As we gain complexity in population-level studies, an issue rises where quantity becomes a larger focus than comprehension. Rather than making multiple novel tools, we must focus on creating a balance between data generation and comprehension. GWAS SVatalog can serve as a pilot project for documenting SVs, as it directly focuses on the visualization of documented LD with GWAS SNPs. It is important to build on rather than replicate similar tools, improving the accessibility and interpretability of the relationships that are documented.
The future of GWAS lies in embracing the full spectrum of human variation. Larger, more diverse cohorts and strong whole-genome sequencing resources will be essential for linking structural variants to disease. LD patterns differ substantially from the ancestry or sample that is being analysed, and therefore a tool that emphasizes this should look beyond a group of individuals with the same ancestry, trait, and population. Moreover, finding functional relevance is considered an “afterthought” of population-level studies such as GWAS. Examining LD associations after GWAS is a relevant genomic mapping tool, but a less reliable method to examine SVs. An important direction is to integrate SVs directly within analysis, rather than downstream of GWAS. This will provide unified associations of the reference panel and can potentially include mixed variant types for direct comparison.

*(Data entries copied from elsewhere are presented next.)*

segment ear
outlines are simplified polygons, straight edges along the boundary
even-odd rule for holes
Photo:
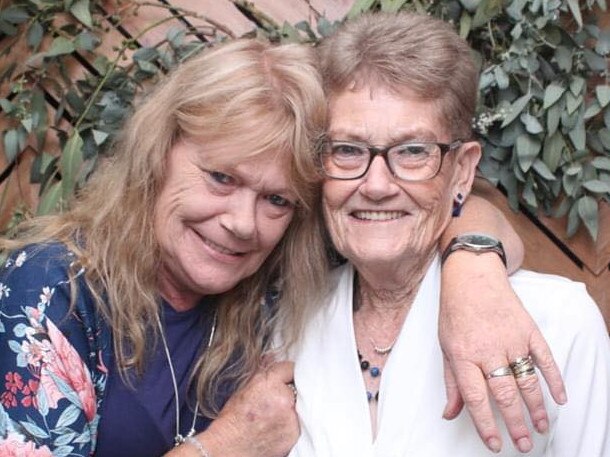
[[[480,159],[481,145],[478,141],[464,143],[457,151],[454,160],[453,195],[470,193]]]

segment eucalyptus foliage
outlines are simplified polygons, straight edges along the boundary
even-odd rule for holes
[[[307,22],[280,25],[251,3],[232,1],[256,21],[253,35],[273,41],[315,42],[338,25],[321,15],[315,30]],[[119,3],[132,14],[146,4]],[[4,150],[9,162],[26,144],[37,151],[31,178],[41,183],[39,214],[65,207],[143,86],[206,45],[197,30],[170,29],[152,47],[126,38],[109,57],[98,46],[119,18],[106,16],[99,4],[18,0],[0,11],[0,83],[10,81],[10,94],[0,94],[3,116],[11,120]],[[473,120],[484,146],[481,173],[502,186],[513,208],[522,203],[567,214],[568,235],[584,223],[595,239],[599,203],[610,199],[610,30],[595,25],[605,8],[605,0],[357,0],[348,17],[415,10],[453,23],[481,62]],[[217,26],[207,39],[230,35],[224,30],[217,36]],[[11,40],[27,42],[32,54],[25,64],[25,56],[10,54]],[[82,77],[68,73],[74,58],[87,63]],[[49,98],[57,100],[53,117]],[[59,135],[60,155],[47,149],[49,129]]]

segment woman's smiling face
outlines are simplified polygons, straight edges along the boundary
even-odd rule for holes
[[[159,288],[176,307],[193,306],[254,274],[292,220],[290,154],[210,165],[222,151],[235,156],[243,147],[180,140],[168,154],[154,229],[162,261]]]
[[[434,101],[408,90],[398,95],[366,86],[331,98],[328,136],[377,147],[456,140],[444,128]],[[468,145],[472,143],[459,149],[473,147]],[[356,267],[367,268],[396,268],[429,254],[449,221],[455,194],[469,190],[458,188],[456,157],[461,153],[447,153],[438,175],[426,181],[394,177],[382,157],[373,159],[362,178],[326,179],[324,216],[337,250]]]

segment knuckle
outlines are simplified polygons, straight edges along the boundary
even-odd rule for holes
[[[521,392],[526,395],[540,392],[540,385],[538,384],[538,377],[536,375],[519,378],[517,379],[517,384],[519,385]]]
[[[502,409],[514,406],[519,398],[517,389],[510,384],[496,386],[492,392],[496,403]]]
[[[462,398],[469,409],[479,409],[487,402],[487,395],[479,389],[465,389]]]

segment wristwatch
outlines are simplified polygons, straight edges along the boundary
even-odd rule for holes
[[[500,256],[500,259],[502,259],[504,266],[506,266],[506,253],[504,252],[502,242],[493,236],[485,235],[483,233],[468,233],[454,237],[443,251],[441,265],[445,263],[445,260],[447,260],[447,257],[449,257],[452,252],[460,249],[474,252],[475,254],[495,252]]]

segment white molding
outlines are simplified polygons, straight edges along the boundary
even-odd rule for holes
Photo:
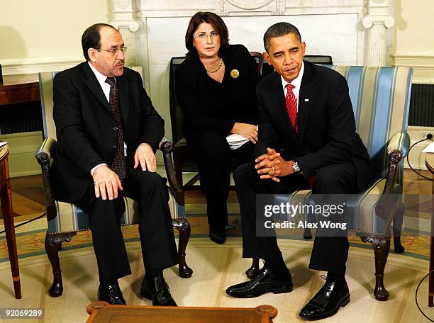
[[[396,66],[404,66],[410,63],[411,66],[434,68],[434,52],[403,50],[395,52],[390,56],[396,63]]]
[[[433,133],[434,134],[434,127],[422,127],[418,125],[409,125],[407,129],[407,132],[410,136],[410,145],[413,144],[422,138],[423,133]],[[425,152],[422,152],[423,148],[428,145],[431,142],[429,140],[426,140],[422,142],[416,144],[412,149],[408,156],[410,164],[411,166],[415,169],[424,169],[426,170],[426,166],[425,165]],[[404,167],[409,169],[408,164],[407,163],[407,159],[404,161]]]
[[[4,60],[1,61],[1,69],[4,75],[62,71],[84,61],[82,56]]]

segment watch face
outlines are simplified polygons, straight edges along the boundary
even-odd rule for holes
[[[296,162],[294,162],[292,163],[292,169],[296,173],[300,171],[300,167],[299,167],[299,163],[297,163]]]

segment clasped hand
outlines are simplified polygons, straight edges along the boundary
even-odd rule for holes
[[[292,161],[286,162],[281,156],[280,153],[276,152],[272,148],[267,148],[267,154],[257,157],[255,162],[255,168],[257,169],[257,174],[263,179],[271,178],[279,183],[278,177],[286,176],[294,174]]]
[[[134,168],[140,165],[142,170],[155,172],[157,170],[157,159],[152,148],[146,143],[140,144],[134,154]],[[118,198],[118,190],[123,191],[119,176],[108,166],[100,166],[94,171],[95,196],[103,200]]]

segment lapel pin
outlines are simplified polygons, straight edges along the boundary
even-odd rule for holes
[[[240,72],[238,72],[238,69],[233,69],[232,71],[230,71],[230,76],[233,79],[236,79],[239,76],[240,76]]]

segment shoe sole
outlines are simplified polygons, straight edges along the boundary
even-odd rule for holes
[[[147,300],[152,300],[152,295],[142,288],[140,288],[140,296]]]
[[[339,309],[340,307],[345,307],[345,306],[347,306],[348,305],[348,303],[350,302],[350,295],[348,295],[348,297],[347,298],[345,298],[344,300],[343,300],[343,302],[340,303],[340,305],[338,307],[338,309],[333,312],[333,313],[330,313],[326,316],[323,316],[323,317],[306,317],[304,315],[301,315],[301,313],[300,313],[299,315],[300,316],[300,317],[303,317],[304,319],[307,320],[307,321],[318,321],[319,319],[326,319],[328,317],[333,317],[333,315],[335,315],[338,311],[339,310]]]
[[[235,298],[257,298],[264,294],[267,294],[267,293],[272,293],[273,294],[284,294],[285,293],[291,293],[292,292],[293,286],[292,285],[285,285],[281,287],[277,287],[275,288],[268,288],[264,290],[262,292],[256,293],[256,294],[228,294],[230,296]]]

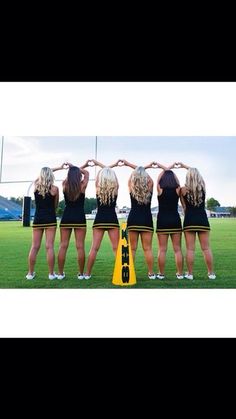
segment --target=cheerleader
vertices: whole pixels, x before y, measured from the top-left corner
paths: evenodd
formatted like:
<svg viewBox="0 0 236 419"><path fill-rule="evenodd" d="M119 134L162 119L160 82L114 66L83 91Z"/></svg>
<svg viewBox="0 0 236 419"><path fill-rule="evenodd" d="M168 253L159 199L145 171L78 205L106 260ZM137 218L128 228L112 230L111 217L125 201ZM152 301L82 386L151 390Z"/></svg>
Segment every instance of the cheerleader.
<svg viewBox="0 0 236 419"><path fill-rule="evenodd" d="M186 279L193 280L193 264L196 236L198 236L201 250L208 270L208 278L215 279L213 272L213 256L209 244L210 225L205 210L206 186L198 169L176 163L187 169L185 186L181 188L181 202L185 211L184 235L186 240L186 263L188 272Z"/></svg>
<svg viewBox="0 0 236 419"><path fill-rule="evenodd" d="M93 223L93 242L89 252L87 271L84 275L85 279L91 278L91 271L104 233L106 231L108 232L114 255L117 252L120 236L120 225L115 211L119 183L114 170L112 170L113 167L118 166L119 161L109 167L104 166L104 164L97 160L92 160L92 162L94 165L99 166L101 170L98 172L95 181L97 214Z"/></svg>
<svg viewBox="0 0 236 419"><path fill-rule="evenodd" d="M65 168L65 164L55 169L43 167L38 179L35 181L34 197L36 210L32 226L32 247L28 257L29 270L26 275L26 279L28 280L33 280L35 278L36 274L34 272L34 267L44 232L46 237L47 263L49 269L48 278L50 280L57 278L54 272L54 241L57 228L56 208L59 201L59 190L57 186L54 185L53 171Z"/></svg>
<svg viewBox="0 0 236 419"><path fill-rule="evenodd" d="M159 245L159 273L157 277L159 279L165 279L166 252L170 237L175 254L176 277L177 279L183 279L183 254L181 250L182 225L178 212L180 183L177 176L170 170L175 167L175 164L168 168L157 164L157 167L164 169L157 179L157 198L159 204L156 225Z"/></svg>
<svg viewBox="0 0 236 419"><path fill-rule="evenodd" d="M127 160L122 161L125 166L134 169L128 181L131 210L127 219L127 228L133 259L135 259L138 240L139 237L141 237L144 256L148 267L148 278L155 279L156 275L153 272L154 258L152 253L153 220L151 213L153 180L144 167L138 167L127 162Z"/></svg>
<svg viewBox="0 0 236 419"><path fill-rule="evenodd" d="M88 160L83 166L69 166L67 178L62 183L65 199L65 209L60 223L60 248L58 253L58 279L65 278L64 266L66 253L70 243L71 233L74 230L77 249L79 273L78 279L84 279L86 236L86 218L84 212L85 191L89 182L89 172L85 170L90 166Z"/></svg>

Population-level analysis should always be an integrated approach that combines the possibility of all possible structural variants. A study of single-nucleotide changes will never be enough to find the complete picture of human variation. SVs can explain many of the disease associations we aim to find, opening discovery of novel loci and a better understanding of unexplained SNPs.
References
1. Chirmade, S. et al. GWAS SVatalog: a visualization tool to aid fine-mapping of GWAS loci with structural variations. Heredity. (2025)
2. Uffelmann, E. et al. Genome-wide association studies. Nat. Rev. Methods Primer 1, 59 (2021).

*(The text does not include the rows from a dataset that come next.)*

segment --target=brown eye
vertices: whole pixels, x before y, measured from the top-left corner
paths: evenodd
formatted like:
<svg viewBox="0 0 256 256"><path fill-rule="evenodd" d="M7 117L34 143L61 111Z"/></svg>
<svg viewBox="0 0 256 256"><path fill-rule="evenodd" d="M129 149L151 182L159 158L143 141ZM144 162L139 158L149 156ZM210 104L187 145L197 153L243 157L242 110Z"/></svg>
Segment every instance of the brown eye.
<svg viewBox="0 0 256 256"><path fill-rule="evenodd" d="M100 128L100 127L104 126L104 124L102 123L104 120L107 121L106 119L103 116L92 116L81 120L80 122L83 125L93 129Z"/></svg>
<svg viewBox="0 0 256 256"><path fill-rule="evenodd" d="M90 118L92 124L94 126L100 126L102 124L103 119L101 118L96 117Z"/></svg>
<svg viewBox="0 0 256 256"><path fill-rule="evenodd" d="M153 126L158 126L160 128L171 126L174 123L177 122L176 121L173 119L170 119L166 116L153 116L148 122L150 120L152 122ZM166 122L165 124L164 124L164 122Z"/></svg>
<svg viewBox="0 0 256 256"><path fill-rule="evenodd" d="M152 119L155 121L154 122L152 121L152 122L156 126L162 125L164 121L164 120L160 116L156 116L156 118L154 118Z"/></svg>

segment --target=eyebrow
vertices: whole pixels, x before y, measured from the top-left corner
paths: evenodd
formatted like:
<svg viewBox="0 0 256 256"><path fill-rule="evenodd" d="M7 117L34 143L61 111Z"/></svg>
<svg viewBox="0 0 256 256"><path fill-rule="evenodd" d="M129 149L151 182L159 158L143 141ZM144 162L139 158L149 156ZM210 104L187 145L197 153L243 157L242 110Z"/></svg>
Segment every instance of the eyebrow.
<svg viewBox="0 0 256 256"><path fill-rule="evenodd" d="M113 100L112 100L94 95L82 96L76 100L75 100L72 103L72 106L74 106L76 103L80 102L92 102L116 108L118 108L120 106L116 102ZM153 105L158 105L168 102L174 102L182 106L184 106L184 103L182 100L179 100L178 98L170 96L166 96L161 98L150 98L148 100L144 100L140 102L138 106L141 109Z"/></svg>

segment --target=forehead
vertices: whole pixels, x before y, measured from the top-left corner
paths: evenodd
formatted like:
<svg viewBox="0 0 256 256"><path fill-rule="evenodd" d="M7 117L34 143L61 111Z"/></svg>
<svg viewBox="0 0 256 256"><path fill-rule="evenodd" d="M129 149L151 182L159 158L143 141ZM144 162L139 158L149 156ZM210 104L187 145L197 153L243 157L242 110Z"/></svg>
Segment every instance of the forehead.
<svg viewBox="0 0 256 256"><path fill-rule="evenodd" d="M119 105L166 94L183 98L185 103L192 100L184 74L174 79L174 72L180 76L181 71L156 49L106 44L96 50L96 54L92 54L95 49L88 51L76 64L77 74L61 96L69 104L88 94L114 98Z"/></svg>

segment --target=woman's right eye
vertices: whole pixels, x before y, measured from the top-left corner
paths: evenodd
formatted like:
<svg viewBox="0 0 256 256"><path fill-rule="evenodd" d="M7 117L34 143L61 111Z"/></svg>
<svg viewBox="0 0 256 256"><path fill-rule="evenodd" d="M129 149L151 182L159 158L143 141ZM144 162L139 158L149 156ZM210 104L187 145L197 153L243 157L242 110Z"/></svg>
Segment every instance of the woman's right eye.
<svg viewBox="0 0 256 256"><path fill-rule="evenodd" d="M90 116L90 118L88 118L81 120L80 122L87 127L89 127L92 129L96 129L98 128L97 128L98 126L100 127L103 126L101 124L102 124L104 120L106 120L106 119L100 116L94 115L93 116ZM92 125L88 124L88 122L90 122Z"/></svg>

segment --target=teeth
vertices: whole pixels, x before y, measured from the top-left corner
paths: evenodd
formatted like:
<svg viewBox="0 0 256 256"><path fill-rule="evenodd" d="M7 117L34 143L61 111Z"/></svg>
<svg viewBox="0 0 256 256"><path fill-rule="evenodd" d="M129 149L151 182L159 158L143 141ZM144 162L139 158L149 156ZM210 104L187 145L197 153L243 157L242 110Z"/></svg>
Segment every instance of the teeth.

3. Maurano, M. T. et al. Systematic Localization of Common Disease-Associated Variation in Regulatory DNA. Science 337, 1190–1195 (2012).

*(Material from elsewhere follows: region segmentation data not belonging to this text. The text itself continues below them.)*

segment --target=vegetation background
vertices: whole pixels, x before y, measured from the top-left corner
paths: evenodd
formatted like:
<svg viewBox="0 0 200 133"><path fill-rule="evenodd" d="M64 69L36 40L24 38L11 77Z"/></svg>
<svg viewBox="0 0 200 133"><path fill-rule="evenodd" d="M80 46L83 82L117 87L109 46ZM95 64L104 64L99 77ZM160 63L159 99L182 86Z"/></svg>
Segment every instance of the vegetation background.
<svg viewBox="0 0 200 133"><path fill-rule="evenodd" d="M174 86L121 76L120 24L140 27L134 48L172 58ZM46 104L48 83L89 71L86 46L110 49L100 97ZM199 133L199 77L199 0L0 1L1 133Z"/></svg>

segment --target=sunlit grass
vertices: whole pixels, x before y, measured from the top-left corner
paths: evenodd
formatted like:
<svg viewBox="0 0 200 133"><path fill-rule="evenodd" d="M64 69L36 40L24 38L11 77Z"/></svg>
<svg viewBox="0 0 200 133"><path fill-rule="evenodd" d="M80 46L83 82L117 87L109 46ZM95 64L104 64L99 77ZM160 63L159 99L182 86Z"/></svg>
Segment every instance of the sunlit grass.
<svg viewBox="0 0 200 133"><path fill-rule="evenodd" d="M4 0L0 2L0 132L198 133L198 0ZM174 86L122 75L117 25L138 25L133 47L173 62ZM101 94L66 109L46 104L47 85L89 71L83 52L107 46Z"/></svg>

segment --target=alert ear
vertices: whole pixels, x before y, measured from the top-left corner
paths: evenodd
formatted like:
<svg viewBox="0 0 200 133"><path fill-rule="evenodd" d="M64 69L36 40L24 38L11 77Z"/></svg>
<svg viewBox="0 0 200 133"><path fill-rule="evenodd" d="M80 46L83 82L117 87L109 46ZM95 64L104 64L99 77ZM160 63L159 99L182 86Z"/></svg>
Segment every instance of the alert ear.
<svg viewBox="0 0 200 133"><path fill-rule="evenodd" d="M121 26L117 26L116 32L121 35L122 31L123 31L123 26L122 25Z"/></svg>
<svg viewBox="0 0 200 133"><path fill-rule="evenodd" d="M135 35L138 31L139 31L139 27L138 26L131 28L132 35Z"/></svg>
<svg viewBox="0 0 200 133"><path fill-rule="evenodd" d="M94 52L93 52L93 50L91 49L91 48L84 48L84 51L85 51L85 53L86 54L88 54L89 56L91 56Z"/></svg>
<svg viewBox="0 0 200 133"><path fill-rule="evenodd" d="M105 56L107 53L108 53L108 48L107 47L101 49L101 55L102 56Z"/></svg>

4. Feuk, L., Carson, A. R. & Scherer, S. W. Structural variation in the human genome. Nat. Rev. Genet. 7, 85–97 (2006).
5. Freeman, J. L. et al. Copy number variation: New insights in genome diversity. Genome Res. 16, 949–961 (2006).
6. Mahmoud, M. et al. Structural variant calling: the long and the short of it. Genome Biol. 20, 246 (2019).
7. Yang, L. A Practical Guide for Structural Variation Detection in the Human Genome. Curr. Protoc. Hum. Genet. 107, e103 (2020).
8. Eckford, P. D. W. et al. The CF Canada-Sick Kids Program in individual CF therapy: A resource for the advancement of personalized medicine in CF. J. Cyst. Fibros. 18, 35–43 (2019).
9. Chen, S. et al. A genomic mutational constraint map using variation in 76,156 human genomes. Nature 625, 92–100 (2024).
10. Lee, J. Y., Harney, D., Kwok, J., Larance, M. & Don, A. S. The major TMEM106B dementia risk allele affects TMEM106B protein levels and myelin lipid homeostasis in the ageing human hippocampus. Mol Neurodegeneration, 18, 63 (2023).